Pur volendo distinguere nettamente unioni omosessuali e matrimonio naturale, l’obbligo di fedeltà non sarebbe stato – da un punto di vista morale – una “conquista” positiva?

Gentili: L’aver tolto questo punto svilisce questo provvedimento. Se è il tentativo era quello di creare una distinzione col matrimonio, si può dire che sia un tentativo maldestro, il problema come ho già detto è il linguaggio con il quale si è costruita la norma, dove sono troppi i riferimenti al matrimonio. La differenza non si può fondare su questo.

Ora un gruppo di senatori vuole togliere dal Codice Civile anche “l’obbligo di fedeltà” nel matrimonio: cosa ne pensa?

Gentili: Penso che la fedeltà sia la base degli autentici legami umani, vale per l’amicizia, vale anche per le unioni tra persone omosessuali, togliere i riferimenti alla fedeltà come valore, mi pare sia un ritorno al ’68, il brodo di coltura alla base dello svilimento dell’amore sponsale. Il Beato Paolo VI nella Humanae Vitae al numero 9 afferma che “dalla fedeltà come da una sorgente scaturisce una intima e duratura felicità”. Chiudere alla porta alla fedeltà vuol dire chiudere le porte alla felicità.

Se venisse meno anche questo elemento che deriva dal Codice di diritto canonico (dopo divorzio, divorzio breve, unioni civili, aborto) la Chiesa non potrebbe valutare l’ipotesi di rinunciare al matrimonio concordatario per distinguere in modo netto la propria proposta di vita da quella della società secolarizzata?
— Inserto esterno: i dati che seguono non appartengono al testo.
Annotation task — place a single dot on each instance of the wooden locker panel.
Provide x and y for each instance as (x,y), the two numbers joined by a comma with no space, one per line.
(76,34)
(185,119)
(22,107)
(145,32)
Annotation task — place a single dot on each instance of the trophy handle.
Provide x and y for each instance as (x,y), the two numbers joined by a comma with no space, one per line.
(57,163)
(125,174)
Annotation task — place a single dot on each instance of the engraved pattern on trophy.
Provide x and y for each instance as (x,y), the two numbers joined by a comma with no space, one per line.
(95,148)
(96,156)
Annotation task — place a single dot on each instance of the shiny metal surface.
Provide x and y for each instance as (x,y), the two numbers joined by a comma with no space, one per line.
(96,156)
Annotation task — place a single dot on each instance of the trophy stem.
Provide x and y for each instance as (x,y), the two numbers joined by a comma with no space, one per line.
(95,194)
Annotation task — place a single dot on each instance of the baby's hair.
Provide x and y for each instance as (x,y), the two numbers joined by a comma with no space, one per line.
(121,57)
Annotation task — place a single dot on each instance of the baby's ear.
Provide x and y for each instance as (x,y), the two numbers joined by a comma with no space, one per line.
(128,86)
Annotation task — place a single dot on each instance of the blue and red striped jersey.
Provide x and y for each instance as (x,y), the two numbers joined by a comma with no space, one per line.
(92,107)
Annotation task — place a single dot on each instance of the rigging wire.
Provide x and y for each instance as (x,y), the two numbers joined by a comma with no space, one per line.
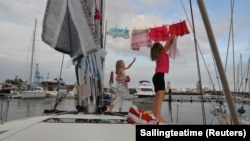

Gentili: Il matrimonio è un diritto naturale, la chiesa riconosce la gradualità dei percorsi e quindi si impegna a non spegnere la candela tremolante ma cercare di tornare alla brace più calda e rovente. Molti matrimoni falliscono perché poco accompagnati tanto dalla comunità sociale, dallo Stato che nulla fa per la conciliazione vita-lavoro, per la natalità, per contribuire alle famiglie quanto da quella cristiana, delle parrocchie che spesso non sostengono il cammino degli sposi e tanto meno li aiutano quando c’è una difficoltà. Per cui la soluzione è quella di riscoprire la forza dell’amore di Dio, è più importante per noi annunciare con forza e con credibilità che il “per sempre” è alla portata di tutti, piuttosto che fare una battaglia sul mero legalismo.